In a mere second, Larkin had ripped off the door, flown out, and whizzed past the guard-dragon that was about to roast them. Past the first guard, there were others. Larkin dodged up and above the largest one, rolling in the air to send himself back down and out of the next dragon’s way. Three flew straight at them and Larkin confidently lunged between them, ducking and dodging between dragons, while Kamber’s sword hacked at air and kept the guards from tearing into Larkin.
It seemed like a never-ending river of dragons and soldiers suddenly came pouring down on them, attempting to choke out any breath. Kamber wondered why so many guards were needed for one train of supplies on a deserted planet, but pushed the thought aside. He and Larkin ducked, dodged, and weaved throughout the clouds of smoke and dragons. Every now and then, one would manage to get in a bite or a claw at Larkin while the guards nicked and bruised Kamber.
Finally, they made it far enough out that Kamber could see the forest beneath them and a way out. Switching tactics, Larkin suddenly swerved down, under the guards, and into the trees. The trees came at them fast and without end, but Larkin managed to flip and swerve in a fantastical display of prowess, speed, and plain skill. He dodged under branches and through leaves, between trees and above the rocks that grew in the forest.

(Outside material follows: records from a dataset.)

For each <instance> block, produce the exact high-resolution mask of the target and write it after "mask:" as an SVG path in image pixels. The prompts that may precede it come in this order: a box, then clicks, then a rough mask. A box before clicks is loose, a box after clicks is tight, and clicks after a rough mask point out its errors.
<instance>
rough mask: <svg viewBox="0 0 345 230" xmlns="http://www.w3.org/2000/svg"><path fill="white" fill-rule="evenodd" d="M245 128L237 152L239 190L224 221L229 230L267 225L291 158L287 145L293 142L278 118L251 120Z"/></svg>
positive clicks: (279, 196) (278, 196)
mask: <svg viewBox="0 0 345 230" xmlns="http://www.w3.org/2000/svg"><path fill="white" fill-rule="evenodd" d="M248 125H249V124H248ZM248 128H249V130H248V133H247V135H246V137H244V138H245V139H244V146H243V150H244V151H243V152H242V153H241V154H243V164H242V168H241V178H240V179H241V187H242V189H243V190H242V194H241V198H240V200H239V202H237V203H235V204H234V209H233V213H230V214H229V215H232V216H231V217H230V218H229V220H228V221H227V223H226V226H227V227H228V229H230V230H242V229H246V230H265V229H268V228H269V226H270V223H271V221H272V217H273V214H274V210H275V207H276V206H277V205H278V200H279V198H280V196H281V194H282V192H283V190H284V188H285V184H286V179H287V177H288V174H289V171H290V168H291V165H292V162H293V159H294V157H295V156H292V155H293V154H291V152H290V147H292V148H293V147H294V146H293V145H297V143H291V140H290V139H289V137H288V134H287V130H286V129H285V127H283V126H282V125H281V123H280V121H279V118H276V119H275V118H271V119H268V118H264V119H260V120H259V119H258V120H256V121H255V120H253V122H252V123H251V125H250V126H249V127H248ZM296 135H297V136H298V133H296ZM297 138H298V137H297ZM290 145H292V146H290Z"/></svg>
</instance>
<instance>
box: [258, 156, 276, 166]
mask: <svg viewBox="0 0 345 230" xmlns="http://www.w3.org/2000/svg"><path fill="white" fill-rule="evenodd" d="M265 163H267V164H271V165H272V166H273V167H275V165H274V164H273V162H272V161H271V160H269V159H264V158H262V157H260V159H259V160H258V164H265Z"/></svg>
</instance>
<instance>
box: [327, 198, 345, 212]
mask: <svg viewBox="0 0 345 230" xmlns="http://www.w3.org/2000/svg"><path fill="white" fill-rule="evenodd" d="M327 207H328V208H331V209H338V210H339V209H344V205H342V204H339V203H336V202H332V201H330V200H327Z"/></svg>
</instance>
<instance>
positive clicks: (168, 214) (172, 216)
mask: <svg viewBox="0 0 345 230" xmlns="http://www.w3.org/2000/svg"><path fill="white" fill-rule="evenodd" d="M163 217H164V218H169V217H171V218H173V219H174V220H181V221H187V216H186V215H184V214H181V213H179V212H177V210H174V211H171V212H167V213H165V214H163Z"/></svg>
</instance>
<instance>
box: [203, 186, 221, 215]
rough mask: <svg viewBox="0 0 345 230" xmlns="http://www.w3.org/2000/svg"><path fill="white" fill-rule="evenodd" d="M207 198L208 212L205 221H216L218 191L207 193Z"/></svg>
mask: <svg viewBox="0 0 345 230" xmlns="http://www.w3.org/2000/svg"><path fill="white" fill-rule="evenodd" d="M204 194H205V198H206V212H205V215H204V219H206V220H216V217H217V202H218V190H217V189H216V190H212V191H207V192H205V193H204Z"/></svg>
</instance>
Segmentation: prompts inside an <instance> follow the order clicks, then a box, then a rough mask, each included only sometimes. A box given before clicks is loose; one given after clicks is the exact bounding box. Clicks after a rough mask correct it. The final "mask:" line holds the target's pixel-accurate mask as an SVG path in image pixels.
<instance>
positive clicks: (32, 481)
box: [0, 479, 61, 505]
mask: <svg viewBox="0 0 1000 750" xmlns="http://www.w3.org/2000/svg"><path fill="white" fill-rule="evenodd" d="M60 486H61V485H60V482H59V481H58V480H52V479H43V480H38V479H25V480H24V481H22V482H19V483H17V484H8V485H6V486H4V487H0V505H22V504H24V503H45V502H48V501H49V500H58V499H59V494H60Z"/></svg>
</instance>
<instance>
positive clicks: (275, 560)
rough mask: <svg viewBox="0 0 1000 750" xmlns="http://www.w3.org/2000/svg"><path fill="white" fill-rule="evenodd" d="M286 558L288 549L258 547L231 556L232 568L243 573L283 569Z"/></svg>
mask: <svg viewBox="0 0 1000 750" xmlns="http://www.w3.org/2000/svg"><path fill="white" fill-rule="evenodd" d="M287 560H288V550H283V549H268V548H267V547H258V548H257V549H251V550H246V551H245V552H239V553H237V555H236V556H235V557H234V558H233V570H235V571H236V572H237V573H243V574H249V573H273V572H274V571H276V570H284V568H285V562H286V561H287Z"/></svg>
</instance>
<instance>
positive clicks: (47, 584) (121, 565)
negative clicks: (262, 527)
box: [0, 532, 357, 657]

The speed of light came easily to Larkin, but the dodging was slightly more difficult. While he brilliantly managed to avoid most obstacles, a few occasional twigs bit into Kamber’s skin. However, none of the other dragons had the skill to traverse the forests with such speed and thus fell quickly behind. The ones flying above also lost the trail before long when they could no longer tell what direction Larkin was headed.
Still, they flew on. On and on they flew through the foliage of a distant and unfamiliar world; one which was known to their ancestors as home, freedom, happiness. Yet somehow that peace had ended without any warning. No one truly knew why it had ended, it simply had. Everyone left, everything died, and nothing grew. All hope seemed to be lost. Only a small patch of green lands remained, and it was cultivated by the few humans who had managed to survive on earth.
They were rumored to be retched creatures, these humans trapped on a dead planet. Of course, few had ever even seen them. Known only as the “Hogarths”, the savages who worked the land hid themselves deep in the wilderness, where they could not be found. A few Arandreians lived among the Hogarth people, serving as representatives of the King. These representatives delivered the yearly crops to the Arandreian guards who brought them back to the train to help the Arandreians survive the year.
Kamber and Larkin flew through the day and the forest as the world flew by. They flew onwards into the world of death and darkness. Yet, though the world of death began to engulf them, the death of a world long forsaken to plague and famine did not appear. The trees thinned and disappeared, but life did not. A thick fog began to engulf them, blocking out any life that still existed. If the world had turned to nothingness and they were flying through empty space at that moment, Kamber would not have known because he couldn’t see anything. But Larkin could see, and he saw what no man had laid eye on in many a year. Larkin saw clean, pure, and running water.